Although some people are lucky enough to have mentors and role models to lead the way, I and many others haven’t had much to rely on but instinct, intuition and in many cases, learning the hard way.

I really wish I had someone to help me navigate my circumstances, but even if they did, there’s no manual for life and certain wisdom can only come by way of having certain experiences. Also, the issues that we face as black millennials are very unique. And as wise as some of our elders might be, many still won’t be able to fully synthesize and understand our generational dilemmas.

With that being said, I’d like to share with you my top five lessons from my early 20s.

Lesson 1: Focus on living, not having it together

Being young, black and driven can definitely put you at somewhat of a disadvantage in both our society and community. Many of us are burdened with the dilemma of being our family’s first college graduate, business owner, trying to get out of “the hood,” having our own place, car, a good job and many other uphill battles.

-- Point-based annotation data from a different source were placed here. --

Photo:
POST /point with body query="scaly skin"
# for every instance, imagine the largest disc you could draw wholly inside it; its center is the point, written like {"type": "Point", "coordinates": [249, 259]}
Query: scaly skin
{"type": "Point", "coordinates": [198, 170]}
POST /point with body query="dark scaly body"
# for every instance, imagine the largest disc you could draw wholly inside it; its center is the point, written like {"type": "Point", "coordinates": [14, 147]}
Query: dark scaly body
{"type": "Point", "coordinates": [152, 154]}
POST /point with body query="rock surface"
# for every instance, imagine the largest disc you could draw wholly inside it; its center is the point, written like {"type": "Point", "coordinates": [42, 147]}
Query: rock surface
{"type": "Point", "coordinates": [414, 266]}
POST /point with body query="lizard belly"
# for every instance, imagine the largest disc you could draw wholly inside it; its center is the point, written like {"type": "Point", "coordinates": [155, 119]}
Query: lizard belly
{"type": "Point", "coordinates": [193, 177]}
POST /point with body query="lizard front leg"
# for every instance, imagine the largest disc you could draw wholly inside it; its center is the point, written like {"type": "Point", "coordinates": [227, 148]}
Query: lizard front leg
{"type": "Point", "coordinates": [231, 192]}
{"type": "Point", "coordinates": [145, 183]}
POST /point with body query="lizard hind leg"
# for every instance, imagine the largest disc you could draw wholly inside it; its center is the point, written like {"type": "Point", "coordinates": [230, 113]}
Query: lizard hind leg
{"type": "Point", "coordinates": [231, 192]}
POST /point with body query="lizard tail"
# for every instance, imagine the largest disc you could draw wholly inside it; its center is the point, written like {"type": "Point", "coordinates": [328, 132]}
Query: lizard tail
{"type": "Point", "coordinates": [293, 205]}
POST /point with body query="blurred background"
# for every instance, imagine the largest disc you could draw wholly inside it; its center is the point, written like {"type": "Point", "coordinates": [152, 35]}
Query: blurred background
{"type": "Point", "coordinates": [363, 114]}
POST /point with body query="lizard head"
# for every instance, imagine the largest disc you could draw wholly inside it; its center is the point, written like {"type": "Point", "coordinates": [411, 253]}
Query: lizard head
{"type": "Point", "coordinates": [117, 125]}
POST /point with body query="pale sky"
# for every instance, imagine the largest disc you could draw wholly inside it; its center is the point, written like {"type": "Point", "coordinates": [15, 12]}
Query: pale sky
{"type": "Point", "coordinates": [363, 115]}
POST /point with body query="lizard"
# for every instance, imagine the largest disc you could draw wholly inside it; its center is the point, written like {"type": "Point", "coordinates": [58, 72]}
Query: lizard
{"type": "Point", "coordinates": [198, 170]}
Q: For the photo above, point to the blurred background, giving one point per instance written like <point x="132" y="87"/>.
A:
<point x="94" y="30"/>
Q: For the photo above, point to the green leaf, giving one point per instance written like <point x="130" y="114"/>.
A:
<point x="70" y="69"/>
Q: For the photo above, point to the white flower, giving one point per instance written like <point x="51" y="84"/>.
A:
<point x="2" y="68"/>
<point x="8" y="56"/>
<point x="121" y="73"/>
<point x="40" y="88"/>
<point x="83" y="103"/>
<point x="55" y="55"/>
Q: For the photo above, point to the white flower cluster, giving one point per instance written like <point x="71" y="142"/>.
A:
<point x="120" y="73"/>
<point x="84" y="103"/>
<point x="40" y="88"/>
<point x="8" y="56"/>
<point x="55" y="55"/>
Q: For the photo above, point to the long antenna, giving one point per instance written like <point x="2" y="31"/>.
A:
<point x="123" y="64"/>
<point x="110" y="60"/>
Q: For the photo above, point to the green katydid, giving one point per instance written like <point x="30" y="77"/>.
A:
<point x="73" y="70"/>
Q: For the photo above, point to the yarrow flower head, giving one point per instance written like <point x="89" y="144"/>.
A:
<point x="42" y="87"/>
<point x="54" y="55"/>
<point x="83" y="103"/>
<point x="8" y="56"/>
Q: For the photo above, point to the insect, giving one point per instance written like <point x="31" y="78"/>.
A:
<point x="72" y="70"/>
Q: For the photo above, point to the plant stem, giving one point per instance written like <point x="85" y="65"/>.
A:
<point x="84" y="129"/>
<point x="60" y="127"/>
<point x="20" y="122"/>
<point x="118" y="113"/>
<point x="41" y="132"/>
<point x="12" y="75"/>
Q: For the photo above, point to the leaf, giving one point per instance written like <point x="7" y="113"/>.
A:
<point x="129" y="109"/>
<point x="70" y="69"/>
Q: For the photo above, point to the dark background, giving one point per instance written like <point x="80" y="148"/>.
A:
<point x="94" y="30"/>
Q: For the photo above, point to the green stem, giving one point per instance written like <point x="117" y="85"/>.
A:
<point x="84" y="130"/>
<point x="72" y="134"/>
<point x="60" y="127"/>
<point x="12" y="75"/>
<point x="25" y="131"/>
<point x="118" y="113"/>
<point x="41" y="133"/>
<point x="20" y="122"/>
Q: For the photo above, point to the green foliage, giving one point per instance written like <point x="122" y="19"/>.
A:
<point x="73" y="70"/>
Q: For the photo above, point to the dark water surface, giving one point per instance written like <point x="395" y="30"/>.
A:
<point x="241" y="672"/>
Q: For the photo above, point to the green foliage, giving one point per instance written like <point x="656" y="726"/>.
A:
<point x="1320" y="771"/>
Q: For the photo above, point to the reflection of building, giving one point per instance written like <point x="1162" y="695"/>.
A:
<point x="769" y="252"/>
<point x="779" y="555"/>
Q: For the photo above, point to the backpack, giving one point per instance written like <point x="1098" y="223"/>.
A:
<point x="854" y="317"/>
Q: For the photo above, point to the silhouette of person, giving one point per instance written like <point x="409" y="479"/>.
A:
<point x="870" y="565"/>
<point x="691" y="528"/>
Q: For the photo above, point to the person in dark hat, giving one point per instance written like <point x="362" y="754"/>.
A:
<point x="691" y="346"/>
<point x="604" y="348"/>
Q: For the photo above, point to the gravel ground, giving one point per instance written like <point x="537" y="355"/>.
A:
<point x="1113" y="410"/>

I’ve personally been in all of these predicaments, and if I could do it all over, I would have focused much more on living and enjoying life rather than trying to have everything in order.

Crossing the bridge into my mid-20s, I’m finally allowing myself to have fun, wander and explore rather than just focused on my living situation, getting money, earning a degree and trying to have everything together.

One of my favorite pastimes is studying successful people, and I’ve noticed that rarely anyone has pulled their lives together while in their 20s. In most cases, it’s not until their late 30s, 40s, 50s and sometimes even 60s when they had their major breakthroughs.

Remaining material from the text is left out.